A KGW crew rode along with Portland Fire & Rescue’s Station 1 for a first-hand look at their response to overdoses downtown. It painted a grim picture.

PORTLAND, Ore. — A man surrounded by his homeless friends lay on the sidewalk off Northwest 5th and Davis in Old Town. He had just overdosed on opioids and Portland firefighters were helping to revive him while trying to talk him into going to the hospital. It was 4 p.m. on a Monday. The scene was heavy, but one these firefighters now see every day.

“It's hard to see people in that state,” said Portland paramedic firefighter David Friedericks. He’s been with Portland Fire & Rescue for 13 years. For the last five he’s worked at Fire Station 1 downtown, the busiest fire house in the city — especially when it comes to overdoses. “At this point I’m kind of calloused but we just go on these calls, and they become routine. It used to be kind of a big deal to go on an overdose.”

Not anymore. In June alone, firefighters from Station 1 responded to 300 overdoses.

Portland police data shows that back in 2020 nearly 90 people died from overdoses. The number jumped to 135 in 2021, then to 159 in all of 2022. So far this year there have been 151 deaths, all in less than seven months. Police expect that number to be around 300 by year's end. 

Portland firefighters are responding to more overdoses than fires — and when they do respond to a fire, it’s often-homeless camp related. When a KGW crew was riding along with Station 1 firefighters, three OD calls dropped in a matter of 25 seconds. They headed to one under a bridge in Southwest Portland.

“He hit some strong fetty and he just fell out and he was grey, turning grey, and his eyes were rolling back in his head. We just narcaned him and he came back,” said a drug user whose friend had just overdosed.

By "fetty," she meant fentanyl. Before KGW got there, his friends were able to revive him with Narcan, an opioid overdose reversal medication.

“It's very traumatic, traumatizing for her. I don't really know how I got here, necessarily, other than my poor choices,” said the man who had just overdosed on fentanyl.

Like the man in Old Town, he didn't want to go to the hospital.

“I obviously made a mistake,” he said.

This wasn't his first overdose.
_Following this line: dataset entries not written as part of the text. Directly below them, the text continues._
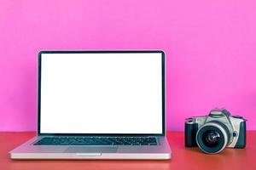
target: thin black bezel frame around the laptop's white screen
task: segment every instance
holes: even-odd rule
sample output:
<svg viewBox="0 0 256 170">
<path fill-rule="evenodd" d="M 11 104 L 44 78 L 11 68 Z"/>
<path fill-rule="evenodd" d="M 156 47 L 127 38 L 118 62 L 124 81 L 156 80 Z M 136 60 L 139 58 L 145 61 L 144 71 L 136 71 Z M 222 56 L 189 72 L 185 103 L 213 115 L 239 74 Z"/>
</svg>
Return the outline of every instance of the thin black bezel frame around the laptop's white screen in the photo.
<svg viewBox="0 0 256 170">
<path fill-rule="evenodd" d="M 162 91 L 162 132 L 161 133 L 41 133 L 41 68 L 42 54 L 161 54 L 161 91 Z M 165 136 L 166 135 L 166 64 L 162 50 L 99 50 L 99 51 L 40 51 L 38 53 L 38 136 Z"/>
</svg>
But since he's alive and coherent, there's nothing else first responders can do. So, everyone just moves on.

“I just need to kind of reset back into reality here a little bit if I can,” the man recovering from the overdose said.

Not long after that call, two more OD calls came in. The fire crew headed to one off Northwest Naito under the Steele Bridge, in a notorious homeless camp called The Pit.

“My friend just overdosed on fentanyl and uh, yeah, he literally died right here ... he was purple, we had to give him CPR, Narcan him. I literally had to breathe into him until I felt him come back to life,” said one drug user, rubbing the back of her friend who had just overdosed.

Friedericks asked the man three questions and made sure someone would stay with him before moving on.

“He's been through this before, there's no need for him to go to the hospital when he's alright. There's nothing, they can do for him there that I can't do right here,” the man's friend said.

It’s rare for crews to show up to an overdose where Narcan hasn't already been given. They fear the accessibility of Narcan gives drug users a false sense of security and in some ways could be making the crisis worse, even though it saves lives.

“Their heart stops working and everything shuts down, their brain stops working — and without Narcan, they'll die,” Friedericks said.

“It's like watching a slow-motion train wreck where you're not able to help stop the problem and it just continues to happen again and again,” added firefighter John Mountz.

Each time they respond to what has become an endless, exhausting routine.

“We're beating our head against a wall and the numbers that we're dealing with are unsustainable,” Friedericks said.